Secondly, candy bars and TV can be sinful in excess, and they have no real value in moderation other than the fact that we like them. Is having a single candy bar or a TV show before bed sinful too? Anyone been to the movies lately?
III. Drinking Any Amount Makes Christians Look Sinful
That’s a bit of an assumption…who’s to say an unbeliever would even think twice? Unless we preach “alcohol is bad,” and then drink, why would anyone notice or care? Think about it; most people (at least in our culture) don’t think drinking is sinful…How bad would it normally make one look to do something that is not a sin in front of people who don’t think it is sinful…?
Secondly, what if moderate, non-sinful drinking (because using the appearrences argument assumes it is not inherently sinful) is used for good?
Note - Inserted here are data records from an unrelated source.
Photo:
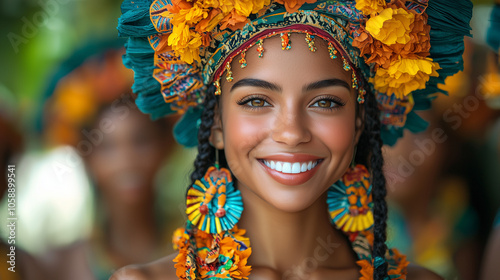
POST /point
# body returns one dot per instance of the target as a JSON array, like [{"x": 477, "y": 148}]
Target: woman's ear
[
  {"x": 359, "y": 122},
  {"x": 216, "y": 134}
]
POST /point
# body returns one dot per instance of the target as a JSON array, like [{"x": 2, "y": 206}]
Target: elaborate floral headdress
[{"x": 398, "y": 50}]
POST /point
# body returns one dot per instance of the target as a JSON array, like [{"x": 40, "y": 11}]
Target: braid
[
  {"x": 369, "y": 152},
  {"x": 206, "y": 153}
]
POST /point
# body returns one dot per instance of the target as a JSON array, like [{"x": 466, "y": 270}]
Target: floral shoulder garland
[{"x": 224, "y": 256}]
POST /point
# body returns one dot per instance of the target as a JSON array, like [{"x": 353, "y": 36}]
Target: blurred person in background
[
  {"x": 491, "y": 89},
  {"x": 443, "y": 183},
  {"x": 430, "y": 216},
  {"x": 92, "y": 110},
  {"x": 23, "y": 266}
]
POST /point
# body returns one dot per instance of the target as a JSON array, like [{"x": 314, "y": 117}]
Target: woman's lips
[{"x": 291, "y": 169}]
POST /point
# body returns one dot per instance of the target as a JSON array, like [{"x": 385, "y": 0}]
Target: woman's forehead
[{"x": 297, "y": 65}]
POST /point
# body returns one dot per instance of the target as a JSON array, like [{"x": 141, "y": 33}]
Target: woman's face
[
  {"x": 288, "y": 123},
  {"x": 125, "y": 162}
]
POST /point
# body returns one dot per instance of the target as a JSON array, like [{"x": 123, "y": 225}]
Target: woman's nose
[{"x": 290, "y": 127}]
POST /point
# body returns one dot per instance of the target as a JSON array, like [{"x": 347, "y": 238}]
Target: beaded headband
[{"x": 397, "y": 50}]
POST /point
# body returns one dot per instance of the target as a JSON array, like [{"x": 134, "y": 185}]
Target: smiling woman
[{"x": 290, "y": 102}]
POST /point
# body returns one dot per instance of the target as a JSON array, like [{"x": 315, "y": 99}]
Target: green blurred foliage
[{"x": 37, "y": 35}]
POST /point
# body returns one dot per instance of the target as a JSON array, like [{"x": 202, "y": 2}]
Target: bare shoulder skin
[{"x": 162, "y": 269}]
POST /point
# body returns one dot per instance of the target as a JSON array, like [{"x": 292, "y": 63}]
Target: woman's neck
[{"x": 295, "y": 243}]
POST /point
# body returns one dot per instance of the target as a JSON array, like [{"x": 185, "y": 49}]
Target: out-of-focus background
[{"x": 443, "y": 185}]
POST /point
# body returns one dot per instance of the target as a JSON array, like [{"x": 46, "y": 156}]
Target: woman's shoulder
[
  {"x": 419, "y": 273},
  {"x": 162, "y": 269}
]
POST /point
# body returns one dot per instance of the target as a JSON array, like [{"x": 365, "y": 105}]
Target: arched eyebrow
[
  {"x": 256, "y": 83},
  {"x": 327, "y": 83},
  {"x": 274, "y": 87}
]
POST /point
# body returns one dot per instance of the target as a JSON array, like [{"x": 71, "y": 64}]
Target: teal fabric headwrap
[{"x": 448, "y": 20}]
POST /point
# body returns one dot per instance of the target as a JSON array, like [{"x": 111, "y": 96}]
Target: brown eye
[
  {"x": 257, "y": 102},
  {"x": 325, "y": 103}
]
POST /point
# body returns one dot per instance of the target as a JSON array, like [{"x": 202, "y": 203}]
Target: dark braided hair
[
  {"x": 369, "y": 152},
  {"x": 206, "y": 153}
]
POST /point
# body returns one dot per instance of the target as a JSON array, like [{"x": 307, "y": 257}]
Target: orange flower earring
[
  {"x": 213, "y": 203},
  {"x": 350, "y": 201}
]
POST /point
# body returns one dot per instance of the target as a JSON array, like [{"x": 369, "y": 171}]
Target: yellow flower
[
  {"x": 189, "y": 16},
  {"x": 404, "y": 76},
  {"x": 209, "y": 23},
  {"x": 369, "y": 7},
  {"x": 226, "y": 6},
  {"x": 247, "y": 7},
  {"x": 391, "y": 26},
  {"x": 293, "y": 6},
  {"x": 185, "y": 43}
]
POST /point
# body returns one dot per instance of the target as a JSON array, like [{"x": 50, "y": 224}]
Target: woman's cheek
[{"x": 336, "y": 133}]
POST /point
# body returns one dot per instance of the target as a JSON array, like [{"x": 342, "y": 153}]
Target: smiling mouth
[
  {"x": 291, "y": 173},
  {"x": 291, "y": 167}
]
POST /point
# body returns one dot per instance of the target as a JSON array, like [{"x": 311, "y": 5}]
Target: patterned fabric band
[{"x": 399, "y": 50}]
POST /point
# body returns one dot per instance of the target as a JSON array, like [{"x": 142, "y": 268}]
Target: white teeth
[
  {"x": 287, "y": 167},
  {"x": 291, "y": 167},
  {"x": 296, "y": 167},
  {"x": 278, "y": 166},
  {"x": 303, "y": 167}
]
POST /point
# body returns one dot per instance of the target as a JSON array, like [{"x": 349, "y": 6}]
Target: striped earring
[{"x": 213, "y": 204}]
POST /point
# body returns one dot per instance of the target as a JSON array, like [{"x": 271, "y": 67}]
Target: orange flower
[
  {"x": 293, "y": 5},
  {"x": 230, "y": 249},
  {"x": 209, "y": 23},
  {"x": 355, "y": 174},
  {"x": 404, "y": 76},
  {"x": 391, "y": 26},
  {"x": 178, "y": 5},
  {"x": 233, "y": 21},
  {"x": 383, "y": 55},
  {"x": 402, "y": 264},
  {"x": 369, "y": 7},
  {"x": 366, "y": 269}
]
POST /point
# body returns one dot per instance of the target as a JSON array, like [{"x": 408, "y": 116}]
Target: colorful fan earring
[
  {"x": 213, "y": 203},
  {"x": 350, "y": 201}
]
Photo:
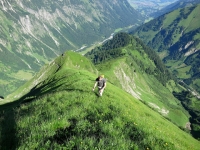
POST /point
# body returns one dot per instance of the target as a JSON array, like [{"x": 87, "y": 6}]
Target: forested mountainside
[
  {"x": 34, "y": 32},
  {"x": 176, "y": 5},
  {"x": 176, "y": 37},
  {"x": 57, "y": 109}
]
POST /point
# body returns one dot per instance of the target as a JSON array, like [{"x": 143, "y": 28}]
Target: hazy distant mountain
[
  {"x": 174, "y": 6},
  {"x": 34, "y": 32},
  {"x": 147, "y": 7},
  {"x": 176, "y": 36}
]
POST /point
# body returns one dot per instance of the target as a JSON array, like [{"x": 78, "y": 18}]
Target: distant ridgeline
[
  {"x": 176, "y": 37},
  {"x": 117, "y": 47}
]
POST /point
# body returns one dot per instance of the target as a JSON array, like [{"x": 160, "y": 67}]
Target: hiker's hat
[{"x": 102, "y": 76}]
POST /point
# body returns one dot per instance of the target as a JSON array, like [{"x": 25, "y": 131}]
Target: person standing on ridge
[{"x": 101, "y": 83}]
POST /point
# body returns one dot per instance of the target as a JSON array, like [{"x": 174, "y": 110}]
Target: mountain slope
[
  {"x": 174, "y": 6},
  {"x": 33, "y": 33},
  {"x": 147, "y": 7},
  {"x": 68, "y": 115},
  {"x": 139, "y": 71},
  {"x": 176, "y": 37}
]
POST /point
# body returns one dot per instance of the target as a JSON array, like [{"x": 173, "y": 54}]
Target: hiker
[{"x": 101, "y": 83}]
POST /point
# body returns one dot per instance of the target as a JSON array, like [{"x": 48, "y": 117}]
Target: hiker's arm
[
  {"x": 94, "y": 86},
  {"x": 104, "y": 85}
]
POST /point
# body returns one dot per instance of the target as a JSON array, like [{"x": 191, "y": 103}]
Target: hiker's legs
[{"x": 101, "y": 92}]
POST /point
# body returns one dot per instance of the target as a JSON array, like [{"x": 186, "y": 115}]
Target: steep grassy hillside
[
  {"x": 139, "y": 71},
  {"x": 176, "y": 37},
  {"x": 62, "y": 112},
  {"x": 33, "y": 33}
]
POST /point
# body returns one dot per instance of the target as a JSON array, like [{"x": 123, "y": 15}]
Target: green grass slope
[
  {"x": 62, "y": 112},
  {"x": 139, "y": 71},
  {"x": 175, "y": 36},
  {"x": 33, "y": 33}
]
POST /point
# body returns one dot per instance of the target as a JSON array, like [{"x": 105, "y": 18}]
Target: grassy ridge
[{"x": 69, "y": 115}]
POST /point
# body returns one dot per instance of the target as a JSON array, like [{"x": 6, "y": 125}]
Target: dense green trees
[{"x": 116, "y": 48}]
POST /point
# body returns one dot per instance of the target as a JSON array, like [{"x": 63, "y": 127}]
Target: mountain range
[
  {"x": 57, "y": 108},
  {"x": 35, "y": 32},
  {"x": 176, "y": 5},
  {"x": 149, "y": 102},
  {"x": 175, "y": 36}
]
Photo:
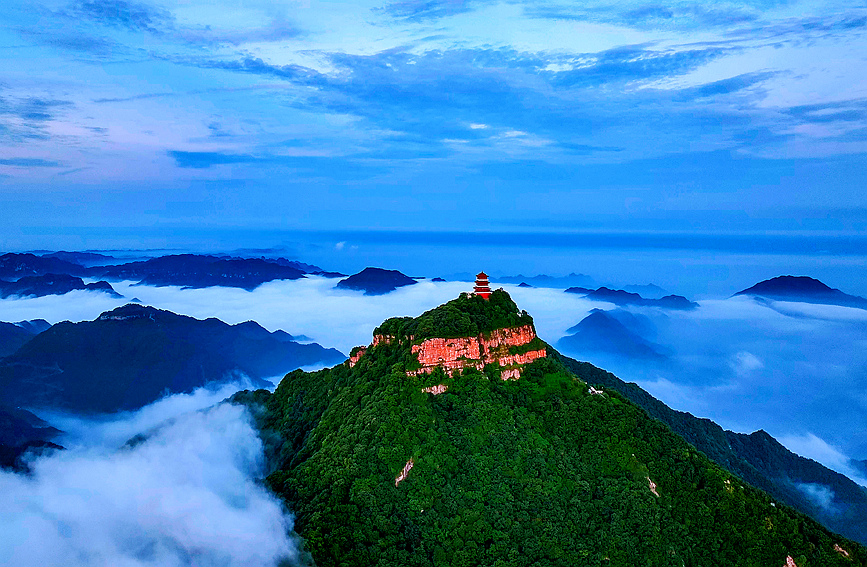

What if a pastor accepts an invitation to have a beer with his unbelieving neighbor, giving him a chance to share the Gospel? Remember Jesus eating and drinking with tax collectors (and getting slandered for it) so that they might repent (some did, like Zaccheus – Luke 19:1-9)?
NOTE: It is very important to be good witnesses and consider how our actions look to people. We should be vigilant in all situations and consider our actions accordingly. Sometimes it is wrong to do something that would be right in another situation (like eating or drinking certain things in front of certain people may be wrong even if it is okay elsewhere – Romans 14:20-21). But you gotta draw the line somewhere…
IV. In Closing
To those who really think it is a sin to drink at all: I won’t tempt you or drink in your presence or do anything that will cause you to stumble – you are more important than wine and love is more important than freedom. In fact, out of respect to the governing authorities I do not drink at all being under 21 (though I will be legal soon). Also, there is nothing wrong with choosing not to drink. For some it might be the best thing. I say that it’s a matter of personal choice and conscience. However, although drunkenness is quite clearly sin, I have not been convinced at all that it is a sin to drink.